Review Topics for Success
• Determine if a given function is a polynomial function.
• Determine the degree and leading coefficient of a polynomial function.
• Identify graphs of polynomial functions.
• Identify general characteristics of a polynomial function from its graph.

Characteristics of Power and Polynomial Functions

• Identify power functions.
• Describe end behavior of power functions given its equation or graph.
• Identify polynomial functions.
• Identify the degree and leading coefficient of polynomial functions.
• Describe the end behavior of a polynomial function.
• Identify turning points of a polynomial function from its graph.
• Identify the number of turning points and intercepts of a polynomial function from its degree.
• Determine x and y-intercepts of a polynomial function given its equation in factored form.

Graphs of Polynomial Functions

• Identify zeros of polynomial functions with even and odd multiplicity.
• Draw the graph of a polynomial function using end behavior, turning points, intercepts, and the Intermediate Value Theorem.
• Write the equation of a polynomial function given its graph.

Dividing Polynomials

• Use long division to divide polynomials.
• Use synthetic division to divide polynomials.

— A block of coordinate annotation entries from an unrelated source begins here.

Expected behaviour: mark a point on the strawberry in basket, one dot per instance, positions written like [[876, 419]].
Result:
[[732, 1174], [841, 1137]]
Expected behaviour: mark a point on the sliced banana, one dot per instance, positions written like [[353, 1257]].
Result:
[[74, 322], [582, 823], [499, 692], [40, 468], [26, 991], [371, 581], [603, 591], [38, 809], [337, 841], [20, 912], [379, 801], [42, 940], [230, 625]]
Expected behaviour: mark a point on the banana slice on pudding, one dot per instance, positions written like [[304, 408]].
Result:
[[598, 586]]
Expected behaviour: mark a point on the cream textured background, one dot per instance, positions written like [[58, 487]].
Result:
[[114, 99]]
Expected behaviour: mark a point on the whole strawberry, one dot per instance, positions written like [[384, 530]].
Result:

Methods for Finding Zeros of Polynomials

• Evaluate a polynomial using the Remainder Theorem.
• Use the Rational Zero Theorem to find rational zeros.
• Use the Factor Theorem to solve a polynomial equation.
• Use synthetic division to find the zeros of a polynomial function.
• Use the Fundamental Theorem of Algebra to find complex zeros of a polynomial function.
• Use the Linear Factorization Theorem to find polynomials with given zeros.
• Use Descartes’ Rule of Signs to determine the maximum number of possible real zeros of a polynomial function.
• Solve real-world applications of polynomial equations.